Doxorubicin and AP had RR rates ranging between 42% to 43% in the GOG107 and EORTC55872 phase III trials. Additionally, AP with PTX (TAP) was superior to AP without PTX. The RR of TAP was 57%; however, the TAP regimen was unacceptable because of its high toxicity rate [8]. In recent times, the tri-weekly PTX plus CBDCA regimen was often used in many patients with advanced and recurrent endometrial cancer because of its high RR of 50–78%, as reported by 2 phase II clinical trials [45]. The RR in our study was 71.3%. Unfortunately, it remained within the previously reported RR range mentioned above. In contrast, a retro-prospective study reported that dd treatment was superior to the conventional treatment for advanced endometrial cancer [19], and we cannot deny the possibility of this phenomenon.

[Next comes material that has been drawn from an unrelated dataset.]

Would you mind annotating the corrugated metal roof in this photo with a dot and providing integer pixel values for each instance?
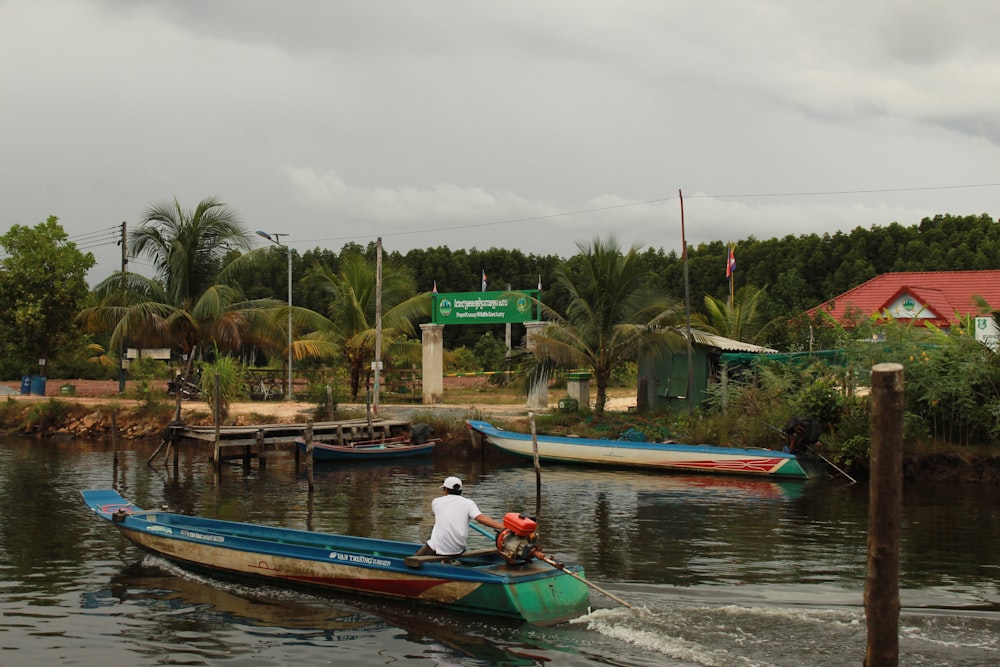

There are 2 limitations to our study. One of the limitations is that this was a phase II trial. Fundamentally, we should proceed to plan the phase III trial because our primary endpoint was met. However, our findings indicated that dd therapy was equivalent but not superior to previous regimens. Recent international studies have reported that the dd PTX plus CBDCA regimen is not a superior treatment option for the treatment of ovarian cancer. There are also scarce data to suggest that it is only effective in the Japanese population [121314151617]. We hypothesized that these conflicting results originated not only because of racial differences but also because of the usage of bevacizumab for the treatment of patients with ovarian cancer. All the patients enrolled into the JGOG3016 trial did not receive a maintenance therapy with bevacizumab. When we had just planned our trial, there were no drugs except platinums, anthracyclines, and taxanes for the treatment of endometrial cancer. While we took more time than we had planned to collect the required number of participants, the scenario changed significantly. Particularly, new agents, including immune checkpoint inhibitors and other molecular targeted therapeutics agents for endometrial cancer patients, were introduced recently. Currently, many trials with these new agents for advanced or recurrent endometrial cancer are in progress, for example, the KEYNOTE-775 trial with pembrolizumab and lenvatinib for the treatment of patients with advanced endometrial cancer (https://clinicaltrials.gov/ct2/show/NCT03517449), and we expect favorable results from these trials. Thus, it may be unwise to continue studying the next phase of dd treatment for advanced or recurrent endometrial cancer. We have planned some trials with recent immune checkpoint inhibitors for the treatment of endometrial cancer patients. Second, most of our participants supposedly received post-treatments, including surgery, radiotherapy, additional chemotherapy, and/or hormonal therapy, after the end of each treatment. Nevertheless, post-therapies (after the completion of our study) were neither defined nor followed-up. To the best of our knowledge, 2 patients underwent surgery, and 3 received radiotherapy. Thus, we should rather institute multidisciplinary treatments for patients with advanced and recurrent endometrial cancer.

In conclusion, dd TC is feasible and available for the treatment of advanced or recurrent endometrial cancer. However, this treatment regimen is less convenient than the previously reported regimens.